Due to an enzyme deficiency, EPP patients experience burns, ulcers, and phototoxicity when exposed to sun or artificial light. Scenesse (Clinuvel Pharmaceuticals) is a bimonthly, subcutaneous dose of afamelanotide 16mg. The treatment works by activating melanin in the skin, which can shield chemicals in the blood from light.
Two multicenter, randomized, double-blind, placebo-controlled Phase 3 trials (N=168) compared subcutaneous afamelanotide 16mg vs placebo every 60 days in patients with EPP in the US and Europe.
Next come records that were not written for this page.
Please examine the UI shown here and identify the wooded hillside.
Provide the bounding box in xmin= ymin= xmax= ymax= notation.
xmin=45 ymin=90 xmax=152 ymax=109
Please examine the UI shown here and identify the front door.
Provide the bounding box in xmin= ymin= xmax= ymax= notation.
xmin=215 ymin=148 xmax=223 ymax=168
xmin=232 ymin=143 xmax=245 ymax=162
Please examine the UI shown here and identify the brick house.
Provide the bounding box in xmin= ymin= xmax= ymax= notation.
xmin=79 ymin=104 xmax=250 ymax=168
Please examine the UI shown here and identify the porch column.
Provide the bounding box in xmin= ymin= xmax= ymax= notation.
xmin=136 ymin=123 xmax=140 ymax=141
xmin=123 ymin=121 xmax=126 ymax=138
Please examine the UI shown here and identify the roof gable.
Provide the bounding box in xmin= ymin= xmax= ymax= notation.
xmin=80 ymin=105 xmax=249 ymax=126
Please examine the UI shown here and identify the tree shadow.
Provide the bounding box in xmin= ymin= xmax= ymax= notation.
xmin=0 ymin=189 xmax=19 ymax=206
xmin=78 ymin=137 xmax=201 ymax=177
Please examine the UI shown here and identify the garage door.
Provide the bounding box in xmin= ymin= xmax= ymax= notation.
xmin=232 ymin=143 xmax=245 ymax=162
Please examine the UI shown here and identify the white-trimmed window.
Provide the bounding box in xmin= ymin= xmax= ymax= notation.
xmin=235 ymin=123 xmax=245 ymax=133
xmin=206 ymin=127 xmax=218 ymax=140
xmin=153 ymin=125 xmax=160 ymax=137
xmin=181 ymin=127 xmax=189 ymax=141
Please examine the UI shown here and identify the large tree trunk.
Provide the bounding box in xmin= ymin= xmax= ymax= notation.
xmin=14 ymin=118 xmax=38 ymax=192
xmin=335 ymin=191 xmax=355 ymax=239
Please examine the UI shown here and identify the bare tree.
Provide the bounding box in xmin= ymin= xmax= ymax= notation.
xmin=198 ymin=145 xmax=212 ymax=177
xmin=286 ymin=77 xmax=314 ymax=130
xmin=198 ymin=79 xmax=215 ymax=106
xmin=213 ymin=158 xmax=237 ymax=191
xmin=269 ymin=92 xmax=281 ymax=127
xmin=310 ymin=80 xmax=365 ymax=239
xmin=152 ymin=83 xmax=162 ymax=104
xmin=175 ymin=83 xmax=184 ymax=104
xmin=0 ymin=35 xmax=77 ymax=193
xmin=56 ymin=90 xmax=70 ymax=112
The primary efficacy endpoint was the number of hours of direct exposure to sunlight without pain.
The data showed that the duration of pain-free time was longer in the US afamelanotide group vs placebo group after 6 months (69.4 hours vs 40.8 hours; P =.04) and in the European afamelanotide group vs placebo group after 9 months (6.0 hours vs 0.8 hours; P =.005); the incidence of phototoxic reactions was also lower in the European afamelanotide group (77 vs 146, P =.04). In both trials, the use of afamelanotide improved quality of life.
The FDA previously granted the treatment Fast Track designation in 2016. Scenesse has been authorized in Europe for use in adult patients with EPP since 2014. The Company expects the FDA’s review of the NDA to be completed by 2019.